The Centers for Disease Control (CDC) currently recommends that children 6 month to 18 years old receive an annual flu vaccine. There are two types of flu vaccines used in the US: a live attenuated virus (LAIV) and a trivalent inactivated virus (TIV) vaccine. Both are safe and effective – while efficacy varies from year to year, they are 70-90% effective in healthy adults. Efficacy is young children appears to be slightly less, about 66%.
There remains, however, many sub-questions about the flu vaccines and by the time researchers have thoroughly explored them vaccine technology is likely to have progressed, and therefore any new vaccines will have to be tested all over again.
One of those sub-questions about vaccine safety and efficacy is the net effect of the flu vaccine in children with asthma. Some have raised concerns that the vaccine may exacerbate asthma, a 1-2% increased wheezing and 3% increased hospitalizations have been reported, although so far the bulk of the data suggests that both types of flu vaccines are safe in children with asthma. There is evidence to suggest that the LAIV may be superior to the TIV in children, particularly with asthma.
A new study, presented but not published, further explores the safety and efficacy of the TIV in children. Study author, Avni Joshi, M.D., of the Mayo Clinic, reports:
“The concerns that vaccination maybe associated with asthma exacerbations have been disproved with multiple studies in the past, but the vaccine’s effectiveness has not been well-established. This study was aimed at evaluating the effectiveness of the TIV in children overall, as well as the children with asthma, to prevent influenza-related hospitalization.”
The study is a retrospective study of 263 children who presented to the Mayo clinic with laboratory confirmed influenza. They found that children who had recieved the TIV vaccine had a 3 times greater risk of hospitalization than those who were not vaccinated. These results raise concerns about the safety and effectiveness of the TIV in children with asthma.
Dr. Joshi concludes:
“While these findings do raise questions about the efficacy of the vaccine, they do not in fact implicate it as a cause of hospitalizations. More studies are needed to assess not only the immunogenicity, but also the efficacy of different influenza vaccines in asthmatic subjects.”
That may seem like a curious conclusion given the results of this study, but it is accurate. The key to understanding the implications of this study is that it is retrospective. That means it looks at children who have the flu and then looks back to see who was vaccinated and who wasn’t. This in turn means that children were not randomized to either be vaccinated or not, and this opens the door to any number of variables that cannot be controlled for in the study.
The authors did look as obvious factors, such as severity of asthma and insurance status, and found that they did not correlate with risk of being hospitalized. But what other factors might there be? The flu vaccine is optional, which means that parents decide whether or not to vaccinate their children, perhaps with advice from their pediatrician. It is likely that sicker or more frail children are more likely to get vaccinated. It is also likely that children who had a bad reaction to the flu in the past are more likely to get vaccinated. The flu vaccine is recommended especially for those who are at high risk for complications if they get the flu.
Therefore while this study raises important questions, it is not designed to answer them definitively.
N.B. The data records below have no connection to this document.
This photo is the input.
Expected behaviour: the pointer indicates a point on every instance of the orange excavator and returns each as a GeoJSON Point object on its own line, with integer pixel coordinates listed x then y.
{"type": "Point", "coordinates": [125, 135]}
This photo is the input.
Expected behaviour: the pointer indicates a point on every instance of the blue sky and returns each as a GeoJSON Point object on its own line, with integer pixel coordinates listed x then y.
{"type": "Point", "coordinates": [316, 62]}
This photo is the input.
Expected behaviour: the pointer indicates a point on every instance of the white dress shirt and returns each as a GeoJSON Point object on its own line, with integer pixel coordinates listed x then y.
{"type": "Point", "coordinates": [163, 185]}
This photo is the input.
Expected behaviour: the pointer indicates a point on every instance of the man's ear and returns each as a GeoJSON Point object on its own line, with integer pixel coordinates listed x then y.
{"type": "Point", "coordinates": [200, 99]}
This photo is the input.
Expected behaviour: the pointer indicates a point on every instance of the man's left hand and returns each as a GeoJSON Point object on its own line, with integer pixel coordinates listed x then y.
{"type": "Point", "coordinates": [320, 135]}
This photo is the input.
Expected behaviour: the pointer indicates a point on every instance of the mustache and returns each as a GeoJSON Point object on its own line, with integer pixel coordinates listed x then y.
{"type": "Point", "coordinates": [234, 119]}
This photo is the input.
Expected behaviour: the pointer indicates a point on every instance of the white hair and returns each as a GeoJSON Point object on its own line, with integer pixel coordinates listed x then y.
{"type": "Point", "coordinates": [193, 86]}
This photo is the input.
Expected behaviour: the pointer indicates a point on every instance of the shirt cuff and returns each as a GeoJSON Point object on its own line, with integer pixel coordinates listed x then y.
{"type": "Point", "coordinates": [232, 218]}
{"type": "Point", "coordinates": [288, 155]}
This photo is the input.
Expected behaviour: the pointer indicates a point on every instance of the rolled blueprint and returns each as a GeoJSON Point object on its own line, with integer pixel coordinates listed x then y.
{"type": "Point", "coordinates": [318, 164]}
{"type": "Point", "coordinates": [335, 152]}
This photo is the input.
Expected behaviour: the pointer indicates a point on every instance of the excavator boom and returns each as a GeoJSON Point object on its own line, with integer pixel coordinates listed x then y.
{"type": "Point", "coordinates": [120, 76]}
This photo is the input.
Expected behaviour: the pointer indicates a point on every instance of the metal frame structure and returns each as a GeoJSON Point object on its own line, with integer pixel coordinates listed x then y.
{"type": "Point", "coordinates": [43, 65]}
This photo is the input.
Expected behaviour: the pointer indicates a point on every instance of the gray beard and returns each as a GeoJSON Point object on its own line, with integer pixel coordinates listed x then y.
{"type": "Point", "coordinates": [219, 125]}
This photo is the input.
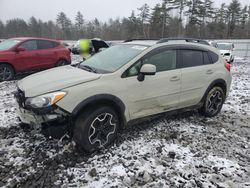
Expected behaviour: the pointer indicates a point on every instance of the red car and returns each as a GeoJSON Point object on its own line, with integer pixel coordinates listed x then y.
{"type": "Point", "coordinates": [30, 54]}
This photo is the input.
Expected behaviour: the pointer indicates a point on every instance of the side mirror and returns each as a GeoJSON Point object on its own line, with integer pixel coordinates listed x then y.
{"type": "Point", "coordinates": [20, 49]}
{"type": "Point", "coordinates": [146, 69]}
A prospective trial is required for that, and that is what Joshi means by “more studies are needed.” In general, retrospective studies are useful to find correlations and generate hypothesis, but are not capable of determining causation – there are simply too many variables that are not controlled for.
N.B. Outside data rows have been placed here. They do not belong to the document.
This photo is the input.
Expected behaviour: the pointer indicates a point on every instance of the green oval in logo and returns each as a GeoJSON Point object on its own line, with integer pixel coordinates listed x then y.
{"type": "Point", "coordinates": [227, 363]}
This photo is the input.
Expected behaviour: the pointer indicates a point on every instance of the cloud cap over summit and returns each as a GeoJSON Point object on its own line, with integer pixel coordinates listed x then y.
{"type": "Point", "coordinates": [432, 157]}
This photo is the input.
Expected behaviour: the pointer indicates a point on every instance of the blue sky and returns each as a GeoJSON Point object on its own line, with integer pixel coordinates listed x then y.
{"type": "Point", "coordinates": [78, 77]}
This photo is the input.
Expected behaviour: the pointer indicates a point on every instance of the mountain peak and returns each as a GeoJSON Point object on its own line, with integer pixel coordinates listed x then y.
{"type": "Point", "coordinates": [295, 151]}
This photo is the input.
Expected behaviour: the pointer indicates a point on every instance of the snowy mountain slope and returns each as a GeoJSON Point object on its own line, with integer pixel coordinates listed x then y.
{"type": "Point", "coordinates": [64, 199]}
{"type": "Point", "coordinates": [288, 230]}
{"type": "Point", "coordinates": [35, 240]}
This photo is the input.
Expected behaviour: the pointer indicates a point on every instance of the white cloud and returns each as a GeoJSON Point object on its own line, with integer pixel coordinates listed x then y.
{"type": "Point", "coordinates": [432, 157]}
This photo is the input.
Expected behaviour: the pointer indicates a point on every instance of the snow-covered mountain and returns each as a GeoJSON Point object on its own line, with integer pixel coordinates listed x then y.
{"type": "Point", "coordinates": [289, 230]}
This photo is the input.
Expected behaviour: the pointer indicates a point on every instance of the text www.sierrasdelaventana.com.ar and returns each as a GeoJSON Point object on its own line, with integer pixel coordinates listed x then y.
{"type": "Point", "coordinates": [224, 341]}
As expected, the anti-vaccinationists have already jumped on this study and misinterpreted its significance. They did not recognize its retrospective nature nor put it into the context of existing research on the safety and efficacy of the flu vaccines.
Clinical trials are complex, and there are many types that each have their own strengths and weaknesses. Often, many independent lines of basic science and clinical evidence need to be brought together to form a reliable conclusion about a specific intervention. That is the essence of science-based medicine. Individual studies typically only provide a tiny slice of information, but are often presented to the public as if they are definitive. This creates a constant background noise of misinformation about medical questions.
It also provides a rich source of data from which to cherry pick, allowing proponents to support almost any notion by shopping from the vast store of often conflicting medical research. This reinforces the need to look thoroughly at the totality of scientific evidence on any claim or question.
When that is done on the question of the flu vaccines, it is clear that both types of vaccines are safe and effective. However, there is also much room for improvement in the vaccine technology itself, as well as evidence-based recommendations for who, exactly, should get which type of vaccine.
This current study adds incrementally to our knowledge on this question, and suggests questions for future research. It is not the kind of evidence, however, that should lead to changes in the current recommendations.